The Olivier Award-nominated director Sean Foley has officially proved himself as the king of farce, moving from last year’s madcap comedy The Ladykillers to madness in the literal sense with Joe Orton’s ridiculously silly What The Butler Saw.

Set in a 1960s psychiatric office, complete with wood panelled walls and the obligatory hidden stash of liquor, a sexually frustrated doctor finds his day spiralling into the most epic of messes when his tough as nails wife walks in on him attempting to seduce his new secretary on the same day a government inspector turns up to assess his practice.

Looking back on the early scenes of the evening when the naive – let’s not be kind, stupid would be a more accurate description – wannabe secretary flirts harmlessly with Tim McInnerny’s sleazy Dr Prentice like a wholesome 1960s Barbie, it’s almost impossible to piece together the events that lead to a conclusion two hours later which sees almost every character – now also including a tranquilised police officer and naked hotel porter – sozzled, bemused, emotionally wrecked and wearing straight jackets.

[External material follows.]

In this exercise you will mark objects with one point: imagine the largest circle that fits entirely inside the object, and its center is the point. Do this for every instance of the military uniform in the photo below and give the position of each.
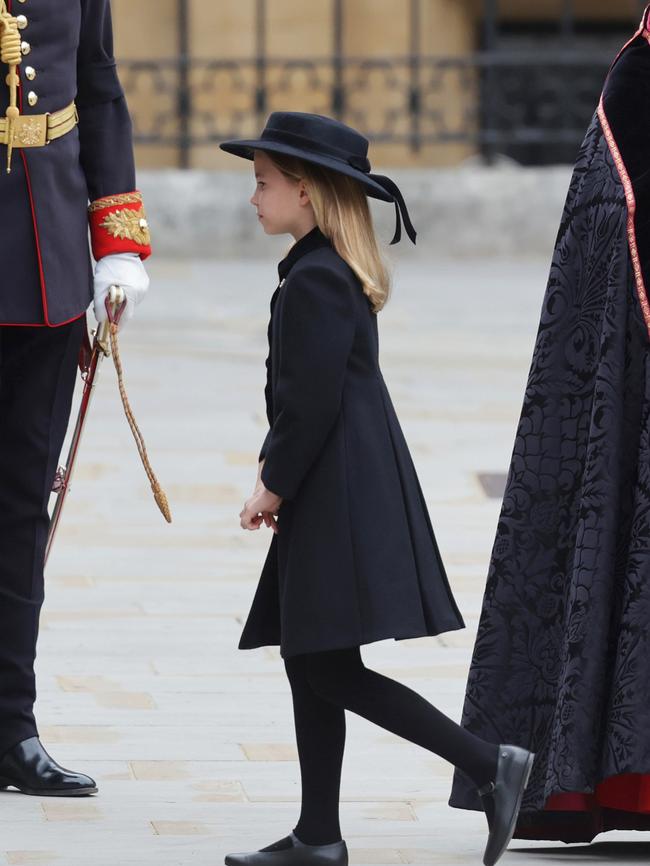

But Orton’s play is a comedy tour de farce that requires you to leave all sensibility and realism in the foyer and instead enjoy a peek into the playwright’s preposterous, hysterical and often surreal world. Packed to the brim with quick fire comedy, slapstick violence and cheap puns, watching Dr Prentice pulled further and further into a web of fantastical lies makes for a raucous evening.

Omid Djalili as the evening’s only real lunatic, the unbalanced Dr Rance, jumps to increasingly absurd conclusions quicker than Samantha Bond’s ‘nymphomaniac’ Mrs Prentice would like to jump into bed. But while Djalili plays his role with a wide-eyed, shouty lack of subtlety, employing an equally unsubtle selection of hand gestures that bring a hilarious insight into his unsavoury subconscious, Bond steals scenes as the increasingly inebriated and drama relishing Mrs Prentice, tottering around the stage in a pair of stilettos, making wearing heels look like an extreme sport.

But this is McInnerny’s show and his grimacing, flustered performance is as impressive as it must be exhausting. In fact, after over two hours of madness, even the audience might feel a bit exhausted but no doubt comically refreshed.